The man hardly stopped speaking when I sprang to my feet.

"How much do you want for the information you have given me?" I exclaimed, hardly able to conceal the intense excitement I felt.

He named a high figure, and so reckless did I feel at that instant that I told him I would pay the amount to him in gold—he had stipulated for gold—if he would call at my flat in South Molton Street at five o'clock on the following afternoon.

His expressions of gratitude appeared, I must say, to be most genuine.

"And may I ask," he said, "what you propose to do now?"

"Propose to do!" I cried. "Why, go direct to Willow Road, of course, force an entrance, and take Miss Challoner away—by force, if need be."

"You propose to go there alone?"

"Yes. For the past fortnight I have somehow suspected there might be some secret understanding between Mr. Osborne and Mrs. Gastrell—they have been so constantly together, though he has more than once assured me that his intimacy was only with a view to obtaining her confidence. I don't know why I should believe your word, the word of a stranger, in preference to his, but now you tell me what you have told me I remember many little things which all point to the likelihood of your statement that he is in love with Mrs.

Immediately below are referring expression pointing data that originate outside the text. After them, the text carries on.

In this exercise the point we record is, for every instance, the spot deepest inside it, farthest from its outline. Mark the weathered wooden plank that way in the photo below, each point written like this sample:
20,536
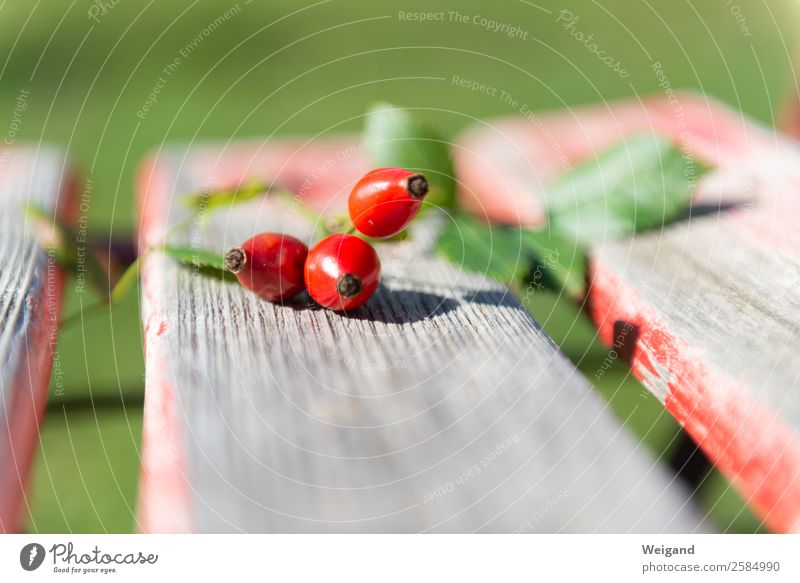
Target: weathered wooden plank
439,406
30,298
716,313
711,304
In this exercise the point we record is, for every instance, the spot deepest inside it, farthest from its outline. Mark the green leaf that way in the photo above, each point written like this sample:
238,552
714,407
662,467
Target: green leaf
202,261
645,182
126,281
208,201
398,137
53,236
520,258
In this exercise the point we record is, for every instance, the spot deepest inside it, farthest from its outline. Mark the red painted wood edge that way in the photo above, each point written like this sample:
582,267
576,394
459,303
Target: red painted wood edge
31,382
163,504
716,410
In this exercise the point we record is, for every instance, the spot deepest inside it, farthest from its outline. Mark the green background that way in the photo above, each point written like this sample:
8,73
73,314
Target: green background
281,67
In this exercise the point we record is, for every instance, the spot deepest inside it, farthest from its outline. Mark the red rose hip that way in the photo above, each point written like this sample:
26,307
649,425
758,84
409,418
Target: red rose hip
386,200
269,264
342,272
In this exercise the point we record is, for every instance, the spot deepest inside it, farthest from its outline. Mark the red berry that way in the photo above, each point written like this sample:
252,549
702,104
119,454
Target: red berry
342,272
385,200
269,264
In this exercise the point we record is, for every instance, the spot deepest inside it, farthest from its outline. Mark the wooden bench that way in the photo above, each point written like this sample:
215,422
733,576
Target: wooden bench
30,301
440,406
712,301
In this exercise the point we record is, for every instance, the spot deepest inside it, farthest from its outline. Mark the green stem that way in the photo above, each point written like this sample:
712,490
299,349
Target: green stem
82,314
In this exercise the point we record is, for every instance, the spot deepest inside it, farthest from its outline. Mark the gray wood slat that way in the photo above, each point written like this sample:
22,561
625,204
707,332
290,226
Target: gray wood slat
29,288
440,406
732,295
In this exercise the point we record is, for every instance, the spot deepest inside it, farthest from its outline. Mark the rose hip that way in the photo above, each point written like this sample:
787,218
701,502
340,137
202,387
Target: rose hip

Gastrell being true."

"I wouldn't go alone, Mr. Berrington," the stranger said in a tone of warning. "You don't know the people you have to deal with as I know them. If you would like to come to Paris with me to-night I could show you something that would amaze you—and you would come face to face there with Connie Stapleton and Miss Challoner, and others. Be advised by me, and do that. I am telling you to do what I know will be best for you. I don't ask you to pay me until we return to England."

I paused, uncertain what to decide. Thoughts crowded my brain. Supposing, after all, that this were a ruse to entrap me. Supposing that Dulcie were not going to Paris. But no, the man's statements seemed somehow to carry conviction.